Comment qualifier Les Neiges de Damas? Est-ce un récit, un roman, un essai ? Il échappe en fait aux catégories (dans lesquelles l'esprit trouve commode de ranger ce qu'il appréhende).
Aude Seigne dit de son livre, par la voix d'Alice: "C'est un livre sur Damas qui ne parle pas de Damas. Ce n'est pas un voyage mais un séjour, ce n'est pas la description d'un lieu mais celle d'un hivernage personnel, d'un enfouissement, d'un trajet de taupe dans son propre histoire." On ne saurait mieux dire...
En 2005, Alice a vingt ans. A la Faculté des lettres, cette étudiante indécise rencontre le professeur Adam Campagnon. Cet Adam ne paye pas de mine, mais il est génial. Une phrase de lui entre en résonance avec elle: "Le cunéiforme, ce n'est que la plus vieille langue du monde." Et le déclic se produit: elle étudiera les civilisations mésopotamiennes...

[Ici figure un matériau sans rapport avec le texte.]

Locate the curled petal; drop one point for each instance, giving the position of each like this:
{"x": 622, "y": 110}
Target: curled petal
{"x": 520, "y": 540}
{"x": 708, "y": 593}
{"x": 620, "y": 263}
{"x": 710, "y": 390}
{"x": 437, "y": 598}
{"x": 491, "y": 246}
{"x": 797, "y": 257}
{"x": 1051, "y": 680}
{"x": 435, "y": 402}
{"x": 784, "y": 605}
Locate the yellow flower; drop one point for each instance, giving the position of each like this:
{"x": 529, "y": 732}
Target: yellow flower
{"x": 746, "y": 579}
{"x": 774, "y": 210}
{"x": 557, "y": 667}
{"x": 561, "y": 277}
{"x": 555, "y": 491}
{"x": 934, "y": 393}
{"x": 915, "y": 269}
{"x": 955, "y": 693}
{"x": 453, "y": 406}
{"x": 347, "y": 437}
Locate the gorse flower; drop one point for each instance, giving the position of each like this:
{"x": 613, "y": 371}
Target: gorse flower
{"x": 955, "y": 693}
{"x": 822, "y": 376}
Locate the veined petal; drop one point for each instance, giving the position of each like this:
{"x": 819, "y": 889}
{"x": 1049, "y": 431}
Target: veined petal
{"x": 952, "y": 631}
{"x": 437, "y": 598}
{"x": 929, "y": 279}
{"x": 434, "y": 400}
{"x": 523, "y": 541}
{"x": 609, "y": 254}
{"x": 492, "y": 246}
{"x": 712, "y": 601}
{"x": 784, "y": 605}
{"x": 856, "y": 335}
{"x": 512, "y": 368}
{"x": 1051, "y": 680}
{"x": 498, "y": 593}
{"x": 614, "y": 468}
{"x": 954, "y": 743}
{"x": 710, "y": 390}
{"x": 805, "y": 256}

Adam Campagnon mène des fouilles archéologiques en Syrie, à Mari. Il s'y rend avec son équipe dès qu'on y trouve "un nid de tablettes, le plus souvent des textes administratifs dans un état de dégradation avancée". Il propose à Alice d'y venir un jour et elle, qui, enfant, a rêvé d'orient, dit spontanément: "Oui. Avec plaisir.", pour confronter à la réalité son imaginaire enfantin. Trois ans plus tard, elle est du voyage d'Adam à Damas.
Sur une des tablettes de Mari, il est inscrit:
1 oiseau
acheté à Oubaram
le 12 du mois de Lahhum
Il n'en faut pas davantage pour qu'Alice imagine l'oiseleur Oubaram, en 1770 avant JC, debout sur les toits de la ville à regarder le ciel où "il lui arrive de penser que ce ciel est partout le même et pour tout le monde, pour la florissante Mari comme pour ces étrangers voyageurs et pour toutes les parties du monde qui ne se connaissent pas entre elles".
Dans les sous-sol du Musée national de Damas, Alice travaille avec Adam et Louis, lequel n'en est pas à son premier séjour en Syrie. Ils inventorient les tablettes sur lesquelles figurent des signes en langue sumérienne. Aujourd'hui, six ans plus tard, elle a oublié la langue mais elle se souvient de "la sensation de l'argile millénaire" sur ses doigts...
Depuis trois ans la Syrie est en guerre, une guerre qu'elle n'a pas vu venir, Adam non plus: "J'ai aimé passionnément un pays qui aujourd'hui s'effondre. J'y étais libre, en sécurité, et pourtant je m'y suis enfermée. Le pays m'a atteinte, révélé un malaise qui n'avait rien à voir avec le pays lui-même." Elle y a souffert il y a six ans, le pays souffre aujourd'hui: "Ce sont des souffrances différentes mais c'est le même lieu, la même histoire."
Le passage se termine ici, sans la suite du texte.